Shoppers are getting more used to the idea that when they visit that stylish high-street outerwear store with an urban feel, it likely ‘knows’ they’re there. Location-based technology ("LBT") hands retailers a way of merging their physical presence with their digital one, which meaningfully improves the overall customer experience, if not the wider omni-channel strategy. But the technology has been around for a few years now, and there are still some growing pains.

Who will fund LBT?

In the development stage, tech firms need money. For the whole effort to be worthwhile for them, the clever start-ups with beacon tech, which retailers often rely on to communicate with shoppers’ mobile apps, need clients whose user base is rather large or at least on its way there. This narrows the market and forces developers to increase prices in order to sustain their business.

A question of privacy

Retailers are also up against the difficulty of consumers’ reluctance to use location services on their mobile devices. Skyhook Wireless, a Boston-based outfit that applies location data to boost customer understanding, published a report in 2015 that indicated 40 per cent of app users don’t share their location or hesitate before they do. Half of these users cited privacy concerns.

When asking customers to reveal their location, what is the value exchange? A good many of us struggle to see what we get out of it beyond giving up personal data. The choice for retailers, then, is to communicate explicitly about what is being collected or face losing consumer trust. And even then, customers need to see the benefits.

Far-reaching potential

Part of LBT’s rather vast potential, which itself depends on sufficient infrastructure, is tied to the rise of personalisation as consumers come to expect their shopping experience to reflect an increasing relevance to themselves. Personal interactions with the customer inform business practice: you figure out what the customer likes and then you deliver.
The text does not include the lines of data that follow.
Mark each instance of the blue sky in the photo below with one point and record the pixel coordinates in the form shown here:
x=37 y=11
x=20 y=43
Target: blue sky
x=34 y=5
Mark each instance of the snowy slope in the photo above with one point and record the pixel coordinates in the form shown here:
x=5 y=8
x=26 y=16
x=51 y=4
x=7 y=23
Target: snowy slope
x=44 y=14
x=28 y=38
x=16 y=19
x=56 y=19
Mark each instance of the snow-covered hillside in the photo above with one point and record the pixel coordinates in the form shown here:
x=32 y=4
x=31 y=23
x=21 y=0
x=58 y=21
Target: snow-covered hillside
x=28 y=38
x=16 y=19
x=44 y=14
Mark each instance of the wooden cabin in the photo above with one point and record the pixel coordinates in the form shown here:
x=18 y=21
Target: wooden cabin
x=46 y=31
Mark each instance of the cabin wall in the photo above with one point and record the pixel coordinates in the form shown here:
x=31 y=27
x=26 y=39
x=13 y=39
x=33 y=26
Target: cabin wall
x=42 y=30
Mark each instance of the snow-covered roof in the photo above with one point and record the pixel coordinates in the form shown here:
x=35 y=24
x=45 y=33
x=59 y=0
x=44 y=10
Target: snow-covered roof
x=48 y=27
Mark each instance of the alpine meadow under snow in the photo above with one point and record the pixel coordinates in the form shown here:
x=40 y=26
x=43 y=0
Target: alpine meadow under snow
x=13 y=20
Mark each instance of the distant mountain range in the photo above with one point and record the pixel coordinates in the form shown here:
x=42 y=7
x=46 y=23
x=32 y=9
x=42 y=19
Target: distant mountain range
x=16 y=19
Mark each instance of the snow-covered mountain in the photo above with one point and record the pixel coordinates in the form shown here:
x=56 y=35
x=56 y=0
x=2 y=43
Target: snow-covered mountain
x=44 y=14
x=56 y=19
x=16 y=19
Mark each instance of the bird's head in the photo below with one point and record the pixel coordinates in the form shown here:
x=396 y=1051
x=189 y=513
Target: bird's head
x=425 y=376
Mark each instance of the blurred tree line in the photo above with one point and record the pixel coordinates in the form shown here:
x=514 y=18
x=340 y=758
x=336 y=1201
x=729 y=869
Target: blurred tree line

As e-commerce transaction volume remains firmly on its upward trajectory, the easier predictions are about the struggles of bricks and mortar. But according to Pierre Audoin Consultants, an independent European IT and digital research firm, 73 per cent of leading European retailers expect physical stores will become more strategically important by 2020.

It may come down to execution. A 2016 report from Adobe on digital trends had half of retailers holding the view that in-store geo-targeting technology is ‘somewhat effective’. The dreams of shoppers and retailers alike are usually made of stronger stuff.